4. If you are yourself willing, go to Baghdad to become part of the Civilian Protection that has already begun with contingents from Spain, the US and Austria. 5000 people are needed to stay at civilian sites such as electricity, water and telecommunications facilities to try to prevent them being bombed. Individuals taking this course of action should be aware of the serious risks involved. Contact either Voices in the Wilderness www.nonviolence.org
5. Call your foreign office to ask it you have an embassy in Baghdad.Many governments do not have any representation and thus cannot collect first hand facts and impressions on which to base an independent analysis. Neither Britain nor the US has an embassy in Baghdad, and communications have to go through the Polish embassy.
6. Ask your parliamentary committee for foreign affairs whether they have visited Iraq to see for themselves and if not, why not. Ask them to talk to Iraqi people at all levels.

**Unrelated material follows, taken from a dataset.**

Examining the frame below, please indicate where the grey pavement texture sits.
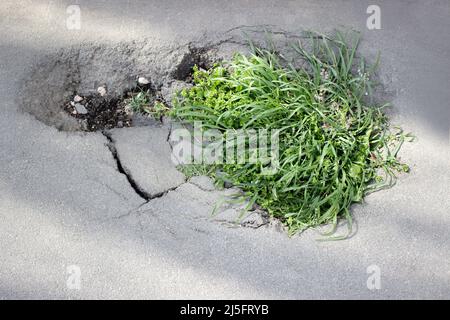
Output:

7. Make it known that the 12-year sanctions regime has had the opposite effect to that intended; it has put Saddam Hussein in total control of the Iraqi people, through the rationing programme.
8. Prime ministers and presidents worldwide need to understand the strength and urgency of public opposition to this proposed attack, so that they will actively support mediation rather than allowing themselves to be bribed or bullied into supporting an attack. See George Monbiot's article
'Act now against war'
for ideas on how to get the message across, through non-violent civil disobedience. He suggests disrupting the speeches of ministers, blocking the roads down which they must travel, blockading important public buildings, or airports from which troops take off.
9. Urge your government to support the development of a new security regime for the whole region, honouring UN SC Resolution 687 requiring that the Middle East shall become a zone free of weapons of mass destruction.